Não se trata aqui de propor uma reabilitação da estética parnasiana, nem de ignorar suas evidentes deficiências e limitações. Trata-se, na verdade, de tentar apreender o parnasianismo em sua real dimensão, como forma de compreender melhor um importante momento de nossa história político-social — relacionado à implementação do regime republicano no Brasil — e também literária, pois, afinal, poucos movimentos alcançaram tamanha popularidade entre seus contemporâneos, mesmo levando-se em conta a restrição que os baixos níveis de escolaridade impunham a sua repercussão social.


Referências bibliográficas:

ANDRADE, Mário de. “Mestres do Passado”. In: BRITO, Mário da Silva. História do modernismo brasileiro. 4ª ed. Rio de Janeiro: Civilização Brasileira, 1974, pp. 254-309.

CARPEAUX, Otto Maria. Pequena bibliografia crítica da Literatura Brasileira. Rio de Janeiro: Ministério da Educação e Saúde, 1951.

CASTELLO, J. Aderaldo & CANDIDO, Antonio. Presença da literatura brasileira: do romantismo ao simbolismo. 5ª ed. São Paulo: DIFEL, 1974.

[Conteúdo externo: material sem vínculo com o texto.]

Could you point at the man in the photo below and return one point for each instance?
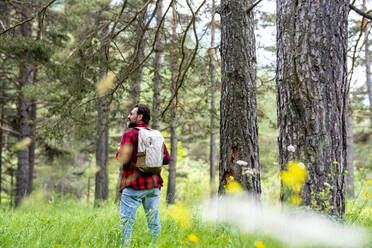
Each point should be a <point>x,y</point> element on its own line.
<point>138,188</point>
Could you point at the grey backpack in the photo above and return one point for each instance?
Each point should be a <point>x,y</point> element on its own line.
<point>150,151</point>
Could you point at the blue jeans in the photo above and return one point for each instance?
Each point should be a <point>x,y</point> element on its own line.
<point>131,199</point>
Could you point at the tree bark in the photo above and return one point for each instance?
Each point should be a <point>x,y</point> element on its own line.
<point>349,151</point>
<point>31,158</point>
<point>311,83</point>
<point>171,189</point>
<point>26,77</point>
<point>238,108</point>
<point>102,147</point>
<point>212,71</point>
<point>1,147</point>
<point>136,80</point>
<point>156,103</point>
<point>368,67</point>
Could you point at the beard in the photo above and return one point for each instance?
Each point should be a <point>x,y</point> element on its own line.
<point>131,124</point>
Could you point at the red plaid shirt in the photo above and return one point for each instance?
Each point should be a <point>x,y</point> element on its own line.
<point>131,177</point>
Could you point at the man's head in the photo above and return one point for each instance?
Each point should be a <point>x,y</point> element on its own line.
<point>140,114</point>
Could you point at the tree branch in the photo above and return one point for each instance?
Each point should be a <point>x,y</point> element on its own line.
<point>29,19</point>
<point>183,54</point>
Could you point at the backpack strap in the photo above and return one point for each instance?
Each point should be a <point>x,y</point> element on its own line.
<point>139,128</point>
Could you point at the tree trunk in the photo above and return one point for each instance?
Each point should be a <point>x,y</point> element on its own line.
<point>238,108</point>
<point>311,95</point>
<point>171,190</point>
<point>103,102</point>
<point>349,151</point>
<point>368,67</point>
<point>136,80</point>
<point>1,147</point>
<point>156,103</point>
<point>25,116</point>
<point>212,71</point>
<point>31,158</point>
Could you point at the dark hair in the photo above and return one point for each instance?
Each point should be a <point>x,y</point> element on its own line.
<point>145,112</point>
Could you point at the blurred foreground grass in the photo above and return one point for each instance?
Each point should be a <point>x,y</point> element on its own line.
<point>41,223</point>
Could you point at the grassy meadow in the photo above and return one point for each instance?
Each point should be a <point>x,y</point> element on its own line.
<point>44,221</point>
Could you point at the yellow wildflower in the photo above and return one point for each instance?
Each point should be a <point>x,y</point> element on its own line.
<point>180,214</point>
<point>295,176</point>
<point>296,200</point>
<point>259,244</point>
<point>193,238</point>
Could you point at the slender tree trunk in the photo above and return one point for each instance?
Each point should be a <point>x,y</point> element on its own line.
<point>31,158</point>
<point>11,187</point>
<point>368,66</point>
<point>349,151</point>
<point>103,102</point>
<point>156,103</point>
<point>311,83</point>
<point>1,148</point>
<point>136,79</point>
<point>238,108</point>
<point>25,116</point>
<point>171,190</point>
<point>212,71</point>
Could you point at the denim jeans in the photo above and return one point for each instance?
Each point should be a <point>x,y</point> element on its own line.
<point>131,199</point>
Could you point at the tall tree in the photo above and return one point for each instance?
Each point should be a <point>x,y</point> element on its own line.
<point>311,83</point>
<point>349,151</point>
<point>26,78</point>
<point>367,55</point>
<point>103,102</point>
<point>135,79</point>
<point>238,107</point>
<point>171,189</point>
<point>212,71</point>
<point>156,102</point>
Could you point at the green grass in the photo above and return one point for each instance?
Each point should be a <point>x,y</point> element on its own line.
<point>39,223</point>
<point>73,224</point>
<point>46,221</point>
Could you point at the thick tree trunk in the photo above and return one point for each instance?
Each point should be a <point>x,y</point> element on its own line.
<point>156,103</point>
<point>103,102</point>
<point>25,116</point>
<point>212,71</point>
<point>311,96</point>
<point>171,190</point>
<point>136,80</point>
<point>349,152</point>
<point>238,118</point>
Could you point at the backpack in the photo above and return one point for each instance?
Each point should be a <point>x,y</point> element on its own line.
<point>150,151</point>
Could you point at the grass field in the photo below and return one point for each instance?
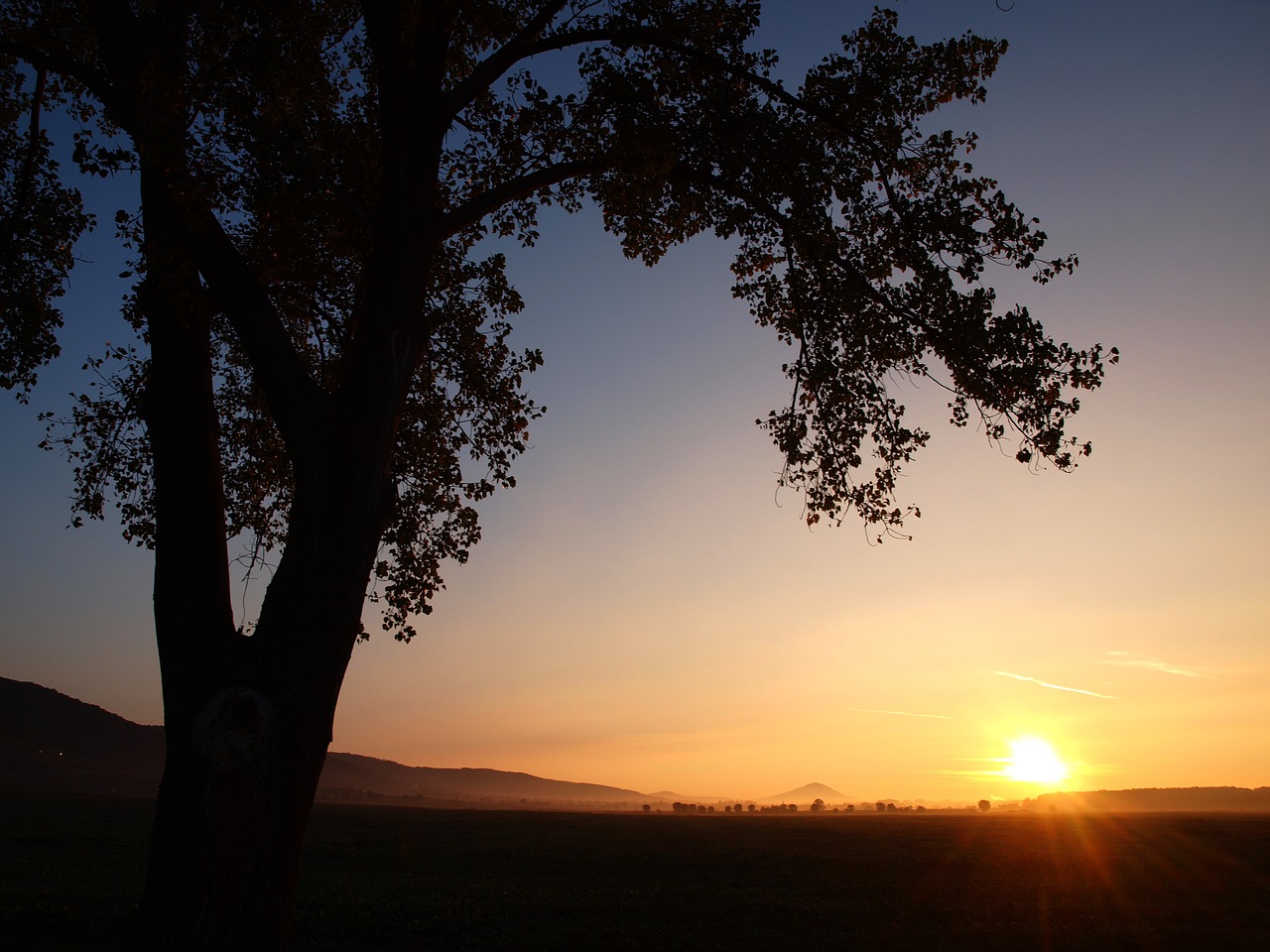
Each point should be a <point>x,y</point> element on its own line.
<point>389,879</point>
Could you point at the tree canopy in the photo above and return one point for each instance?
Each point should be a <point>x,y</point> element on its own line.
<point>343,176</point>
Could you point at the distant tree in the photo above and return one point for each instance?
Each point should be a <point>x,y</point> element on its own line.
<point>318,358</point>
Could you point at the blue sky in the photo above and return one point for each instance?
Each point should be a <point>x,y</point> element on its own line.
<point>645,611</point>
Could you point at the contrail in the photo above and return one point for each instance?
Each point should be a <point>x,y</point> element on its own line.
<point>1056,687</point>
<point>902,714</point>
<point>1153,664</point>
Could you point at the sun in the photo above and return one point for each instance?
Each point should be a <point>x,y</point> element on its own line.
<point>1034,761</point>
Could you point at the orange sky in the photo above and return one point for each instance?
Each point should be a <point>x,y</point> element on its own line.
<point>647,612</point>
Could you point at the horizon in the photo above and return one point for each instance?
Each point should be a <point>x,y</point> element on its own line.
<point>647,612</point>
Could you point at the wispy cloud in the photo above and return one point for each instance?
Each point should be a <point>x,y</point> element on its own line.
<point>1127,658</point>
<point>902,714</point>
<point>1055,687</point>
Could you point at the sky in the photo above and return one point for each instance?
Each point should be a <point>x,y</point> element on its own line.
<point>647,611</point>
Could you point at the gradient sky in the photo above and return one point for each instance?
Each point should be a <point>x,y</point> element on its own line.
<point>647,611</point>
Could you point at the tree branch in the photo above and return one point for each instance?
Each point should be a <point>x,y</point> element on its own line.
<point>494,198</point>
<point>293,395</point>
<point>503,59</point>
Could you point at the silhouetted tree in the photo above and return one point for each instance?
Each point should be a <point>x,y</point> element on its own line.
<point>320,361</point>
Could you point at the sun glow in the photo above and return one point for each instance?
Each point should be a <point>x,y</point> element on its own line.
<point>1034,761</point>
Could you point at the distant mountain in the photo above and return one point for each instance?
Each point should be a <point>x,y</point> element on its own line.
<point>50,742</point>
<point>1160,800</point>
<point>808,793</point>
<point>350,772</point>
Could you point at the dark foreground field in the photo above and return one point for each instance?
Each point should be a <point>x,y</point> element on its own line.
<point>389,879</point>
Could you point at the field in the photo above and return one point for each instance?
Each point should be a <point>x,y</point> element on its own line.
<point>389,879</point>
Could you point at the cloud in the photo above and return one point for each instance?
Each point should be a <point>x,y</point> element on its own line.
<point>1056,687</point>
<point>1127,658</point>
<point>902,714</point>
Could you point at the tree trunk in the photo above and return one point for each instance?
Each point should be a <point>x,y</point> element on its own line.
<point>229,826</point>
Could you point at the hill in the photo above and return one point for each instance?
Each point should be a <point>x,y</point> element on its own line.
<point>808,793</point>
<point>50,742</point>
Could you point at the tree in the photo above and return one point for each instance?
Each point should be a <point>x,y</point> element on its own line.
<point>320,359</point>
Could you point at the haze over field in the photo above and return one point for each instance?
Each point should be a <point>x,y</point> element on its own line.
<point>647,612</point>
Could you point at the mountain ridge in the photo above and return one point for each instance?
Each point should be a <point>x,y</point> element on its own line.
<point>55,743</point>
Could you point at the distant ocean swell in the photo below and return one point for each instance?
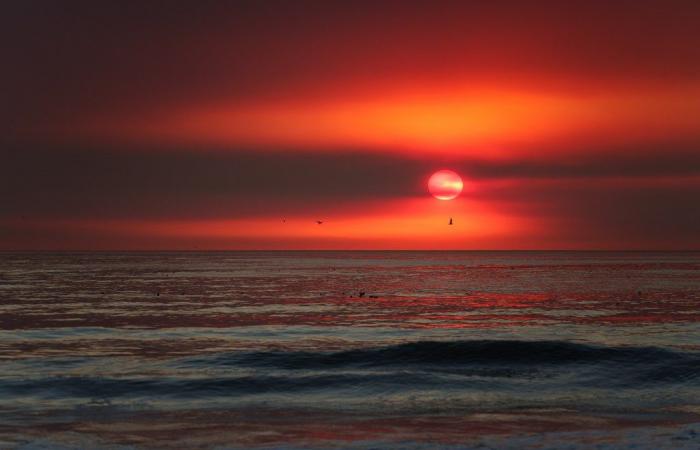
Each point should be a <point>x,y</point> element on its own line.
<point>419,365</point>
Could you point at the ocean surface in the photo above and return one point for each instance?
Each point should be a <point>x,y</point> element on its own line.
<point>350,350</point>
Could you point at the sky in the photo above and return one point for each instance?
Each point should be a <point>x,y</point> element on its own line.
<point>237,125</point>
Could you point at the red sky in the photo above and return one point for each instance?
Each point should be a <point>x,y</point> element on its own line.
<point>181,125</point>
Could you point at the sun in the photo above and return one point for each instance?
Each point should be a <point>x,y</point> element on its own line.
<point>445,185</point>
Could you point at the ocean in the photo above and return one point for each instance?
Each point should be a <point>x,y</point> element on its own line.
<point>335,349</point>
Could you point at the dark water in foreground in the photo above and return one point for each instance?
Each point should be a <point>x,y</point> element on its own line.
<point>350,349</point>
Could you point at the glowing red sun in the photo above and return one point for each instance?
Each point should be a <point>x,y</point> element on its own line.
<point>445,185</point>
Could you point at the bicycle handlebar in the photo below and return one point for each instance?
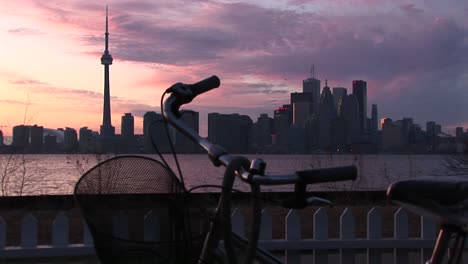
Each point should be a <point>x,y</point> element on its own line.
<point>184,93</point>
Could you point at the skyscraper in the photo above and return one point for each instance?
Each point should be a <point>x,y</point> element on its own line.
<point>327,113</point>
<point>312,86</point>
<point>231,131</point>
<point>127,126</point>
<point>338,95</point>
<point>360,91</point>
<point>374,123</point>
<point>301,107</point>
<point>107,130</point>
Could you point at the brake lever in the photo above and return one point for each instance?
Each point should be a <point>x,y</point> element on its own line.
<point>302,202</point>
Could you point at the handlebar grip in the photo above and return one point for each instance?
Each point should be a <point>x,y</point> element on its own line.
<point>312,176</point>
<point>204,85</point>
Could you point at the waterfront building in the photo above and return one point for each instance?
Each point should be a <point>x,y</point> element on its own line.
<point>394,137</point>
<point>459,132</point>
<point>155,133</point>
<point>327,112</point>
<point>360,91</point>
<point>88,141</point>
<point>127,126</point>
<point>50,144</point>
<point>231,131</point>
<point>37,138</point>
<point>262,131</point>
<point>374,124</point>
<point>352,118</point>
<point>338,94</point>
<point>20,137</point>
<point>312,85</point>
<point>301,107</point>
<point>70,140</point>
<point>282,119</point>
<point>182,143</point>
<point>339,139</point>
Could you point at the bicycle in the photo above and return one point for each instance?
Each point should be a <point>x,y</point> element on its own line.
<point>220,244</point>
<point>446,200</point>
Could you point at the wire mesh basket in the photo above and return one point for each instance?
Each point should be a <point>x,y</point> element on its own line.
<point>138,186</point>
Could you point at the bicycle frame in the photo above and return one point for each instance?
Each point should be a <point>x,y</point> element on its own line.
<point>250,172</point>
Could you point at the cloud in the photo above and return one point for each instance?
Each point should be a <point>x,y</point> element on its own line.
<point>26,81</point>
<point>401,49</point>
<point>24,31</point>
<point>411,9</point>
<point>7,101</point>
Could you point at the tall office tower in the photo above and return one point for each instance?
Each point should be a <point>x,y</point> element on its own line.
<point>301,107</point>
<point>338,94</point>
<point>312,86</point>
<point>458,132</point>
<point>70,140</point>
<point>182,143</point>
<point>88,140</point>
<point>360,91</point>
<point>231,131</point>
<point>327,112</point>
<point>430,128</point>
<point>282,119</point>
<point>21,136</point>
<point>352,117</point>
<point>127,126</point>
<point>394,138</point>
<point>374,124</point>
<point>154,133</point>
<point>262,131</point>
<point>37,138</point>
<point>107,130</point>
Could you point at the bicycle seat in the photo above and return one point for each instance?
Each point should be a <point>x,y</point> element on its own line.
<point>444,197</point>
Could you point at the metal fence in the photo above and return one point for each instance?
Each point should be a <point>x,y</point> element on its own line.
<point>346,248</point>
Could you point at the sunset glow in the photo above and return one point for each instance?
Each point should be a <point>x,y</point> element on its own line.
<point>414,57</point>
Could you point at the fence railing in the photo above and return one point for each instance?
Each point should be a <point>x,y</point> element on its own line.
<point>346,247</point>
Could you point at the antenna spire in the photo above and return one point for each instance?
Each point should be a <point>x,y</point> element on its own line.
<point>107,32</point>
<point>312,71</point>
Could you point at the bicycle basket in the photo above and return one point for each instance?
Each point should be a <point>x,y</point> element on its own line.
<point>114,198</point>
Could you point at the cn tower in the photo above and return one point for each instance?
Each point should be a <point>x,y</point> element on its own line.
<point>107,130</point>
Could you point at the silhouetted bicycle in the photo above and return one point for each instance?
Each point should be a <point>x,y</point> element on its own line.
<point>446,200</point>
<point>131,181</point>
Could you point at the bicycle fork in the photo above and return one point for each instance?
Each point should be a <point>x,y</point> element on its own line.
<point>449,233</point>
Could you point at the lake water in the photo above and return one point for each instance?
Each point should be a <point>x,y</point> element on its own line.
<point>57,174</point>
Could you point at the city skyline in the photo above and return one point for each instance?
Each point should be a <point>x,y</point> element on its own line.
<point>49,58</point>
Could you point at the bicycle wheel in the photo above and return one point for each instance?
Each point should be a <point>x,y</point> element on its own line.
<point>134,185</point>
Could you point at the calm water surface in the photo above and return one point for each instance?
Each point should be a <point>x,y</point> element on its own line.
<point>57,174</point>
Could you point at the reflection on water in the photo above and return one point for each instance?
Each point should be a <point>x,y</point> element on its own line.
<point>57,174</point>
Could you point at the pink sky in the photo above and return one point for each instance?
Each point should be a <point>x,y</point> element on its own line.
<point>414,56</point>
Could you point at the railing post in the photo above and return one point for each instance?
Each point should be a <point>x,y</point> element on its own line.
<point>237,220</point>
<point>60,231</point>
<point>3,227</point>
<point>266,228</point>
<point>321,233</point>
<point>347,232</point>
<point>29,231</point>
<point>87,237</point>
<point>401,232</point>
<point>151,227</point>
<point>428,231</point>
<point>293,235</point>
<point>374,232</point>
<point>120,225</point>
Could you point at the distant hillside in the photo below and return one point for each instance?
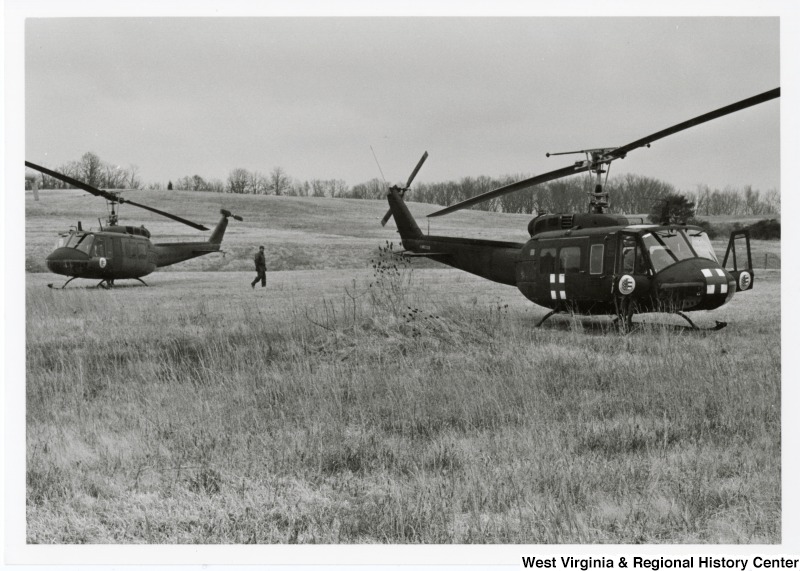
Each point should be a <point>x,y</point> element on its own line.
<point>298,232</point>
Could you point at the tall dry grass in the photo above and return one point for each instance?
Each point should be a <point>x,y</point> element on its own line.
<point>387,414</point>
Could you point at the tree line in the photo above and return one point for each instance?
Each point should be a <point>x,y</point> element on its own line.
<point>629,193</point>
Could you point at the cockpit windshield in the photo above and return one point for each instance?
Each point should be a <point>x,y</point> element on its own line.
<point>702,245</point>
<point>667,247</point>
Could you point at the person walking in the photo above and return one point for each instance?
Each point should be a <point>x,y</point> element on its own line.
<point>261,268</point>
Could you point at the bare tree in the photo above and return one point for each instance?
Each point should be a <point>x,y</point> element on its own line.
<point>259,184</point>
<point>278,181</point>
<point>238,181</point>
<point>91,169</point>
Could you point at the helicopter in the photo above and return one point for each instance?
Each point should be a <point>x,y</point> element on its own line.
<point>596,262</point>
<point>117,252</point>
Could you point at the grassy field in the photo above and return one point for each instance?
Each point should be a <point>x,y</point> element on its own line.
<point>325,410</point>
<point>353,405</point>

MONTALEGRE, Duarte de. Ensaio sobre o Parnasianismo brasileiro. Coimbra: Coimbra Ed. Lda, 1945.

OLIVEIRA, José Osório de. História breve da literatura brasileira. Edição revista e aumentada. São Paulo: Martins Fontes, 1939.

RAMOS, Péricles Eugênio da Silva. “A renovação da poesia parnasiana”. In: COUTINHO Afrânio (org.). A literatura no Brasil: era realista/era de transição. 7ª ed. São Paulo: Global, 2004, p. 91-149.